AMINOPEPTIDASE MODULATION OF THE PHARMACOLOGICAL RESPONSES TO SYNTHETIC THROMBIN RECEPTOR AGONISTS

Thrombin is a contractile stimulus of isolated rabbit aortic rings and apparently produces its effects through the recently characterized cleavable receptor. A synthetic hexapeptide, NAT(6)-NH2 (new amino terminus), was found to be the minimal active structure for full activation of this receptor. The N-terminal Ser residue of NAT(6)-NH2 is crucial for biological activity. In this study we examined the metabolism of NAT(6)-NH2 in rabbit plasma, where it was rapidly degraded by aminopeptidase M. In the presence of the aminopeptidase inhibitor amastatin, no metabolism was observed. On this basis a metabolically resistant analogue, [Sar(1)]NAT(6)-NH2, was designed.
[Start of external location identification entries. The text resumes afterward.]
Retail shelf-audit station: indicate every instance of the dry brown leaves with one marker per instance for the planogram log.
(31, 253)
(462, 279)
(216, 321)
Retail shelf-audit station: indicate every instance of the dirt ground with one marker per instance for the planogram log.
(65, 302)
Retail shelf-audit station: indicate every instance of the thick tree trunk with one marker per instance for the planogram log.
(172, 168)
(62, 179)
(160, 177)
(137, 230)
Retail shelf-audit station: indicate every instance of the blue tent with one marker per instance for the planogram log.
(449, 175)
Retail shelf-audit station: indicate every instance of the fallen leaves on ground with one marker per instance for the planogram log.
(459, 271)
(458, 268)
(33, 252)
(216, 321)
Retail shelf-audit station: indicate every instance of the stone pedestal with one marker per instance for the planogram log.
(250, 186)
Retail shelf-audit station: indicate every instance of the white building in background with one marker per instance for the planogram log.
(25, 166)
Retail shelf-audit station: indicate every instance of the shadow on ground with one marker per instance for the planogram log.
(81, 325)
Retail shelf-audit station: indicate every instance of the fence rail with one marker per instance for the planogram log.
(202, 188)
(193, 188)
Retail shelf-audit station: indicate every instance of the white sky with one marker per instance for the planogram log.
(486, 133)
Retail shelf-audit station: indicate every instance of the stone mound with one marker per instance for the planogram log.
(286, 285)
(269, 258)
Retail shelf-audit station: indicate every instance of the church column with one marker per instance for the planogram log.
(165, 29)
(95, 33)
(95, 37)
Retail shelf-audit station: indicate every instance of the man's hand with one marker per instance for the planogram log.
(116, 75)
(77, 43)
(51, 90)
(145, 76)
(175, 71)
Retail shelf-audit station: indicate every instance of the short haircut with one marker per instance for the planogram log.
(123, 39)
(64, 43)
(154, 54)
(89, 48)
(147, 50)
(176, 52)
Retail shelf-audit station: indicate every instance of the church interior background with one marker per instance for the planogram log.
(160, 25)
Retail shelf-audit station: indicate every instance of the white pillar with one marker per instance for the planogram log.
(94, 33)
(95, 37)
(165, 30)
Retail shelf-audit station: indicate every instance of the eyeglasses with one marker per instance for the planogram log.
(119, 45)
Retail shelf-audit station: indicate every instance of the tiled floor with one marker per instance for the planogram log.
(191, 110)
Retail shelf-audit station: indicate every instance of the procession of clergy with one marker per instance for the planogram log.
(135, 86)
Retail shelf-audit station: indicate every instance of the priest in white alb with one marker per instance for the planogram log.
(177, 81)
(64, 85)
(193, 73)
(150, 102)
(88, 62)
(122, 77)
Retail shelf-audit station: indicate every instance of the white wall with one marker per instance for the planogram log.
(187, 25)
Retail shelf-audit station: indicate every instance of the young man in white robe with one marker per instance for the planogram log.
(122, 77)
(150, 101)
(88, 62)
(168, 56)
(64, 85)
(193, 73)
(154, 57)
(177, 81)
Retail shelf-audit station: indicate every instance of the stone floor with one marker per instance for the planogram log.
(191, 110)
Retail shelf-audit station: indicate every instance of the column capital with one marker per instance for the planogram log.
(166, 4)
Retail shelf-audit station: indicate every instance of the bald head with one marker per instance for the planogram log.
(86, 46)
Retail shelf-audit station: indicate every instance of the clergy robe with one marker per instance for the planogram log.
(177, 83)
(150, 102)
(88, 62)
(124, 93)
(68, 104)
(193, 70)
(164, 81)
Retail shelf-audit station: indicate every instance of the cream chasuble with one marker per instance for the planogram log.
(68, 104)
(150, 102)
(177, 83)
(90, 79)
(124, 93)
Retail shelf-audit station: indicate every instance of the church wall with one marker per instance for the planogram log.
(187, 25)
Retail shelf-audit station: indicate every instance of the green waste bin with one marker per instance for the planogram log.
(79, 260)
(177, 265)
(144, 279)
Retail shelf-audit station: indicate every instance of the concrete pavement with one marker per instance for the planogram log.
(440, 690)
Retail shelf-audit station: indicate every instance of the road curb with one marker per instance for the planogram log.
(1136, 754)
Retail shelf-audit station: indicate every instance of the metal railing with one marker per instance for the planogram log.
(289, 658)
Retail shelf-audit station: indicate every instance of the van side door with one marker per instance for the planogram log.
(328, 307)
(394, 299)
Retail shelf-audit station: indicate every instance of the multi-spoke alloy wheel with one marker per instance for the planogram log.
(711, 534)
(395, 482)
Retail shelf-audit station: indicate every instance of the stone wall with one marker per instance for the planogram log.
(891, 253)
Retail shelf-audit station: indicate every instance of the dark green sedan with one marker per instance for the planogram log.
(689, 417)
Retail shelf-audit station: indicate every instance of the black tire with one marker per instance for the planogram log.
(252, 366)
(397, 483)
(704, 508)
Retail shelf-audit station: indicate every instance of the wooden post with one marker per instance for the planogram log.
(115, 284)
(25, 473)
We compared the biological activity of thrombin, NAT(6)-NH2 and [Sar(1)]NAT(6)-NH2 in the rabbit aorta and found that [Sar(1)]NAT(6)-NH2 was more potent than NAT(6)-NH2; however, in the presence of amastatin the concentration-effect curve for NAT(6)-NH2 was shifted to the left of that for [Sar(1)]NAT(6)-NH2. The effects of [Sar(1)]NAT(6)-NH2 and of thrombin were not modified by the presence of the aminopeptidase inhibitor. We also studied the effect of amastatin on the in vivo hypotensive response to NAT(6)-NH2 and found that it was also influenced by aminopeptidase M inhibition. Our results show that aminopeptidase protection is important when evaluating responses to synthetic agonists of the thrombin cleavable receptor and that an in vivo model, the anesthesized and heparinized rabbit, may be useful for the development of agonists and antagonists of this receptor.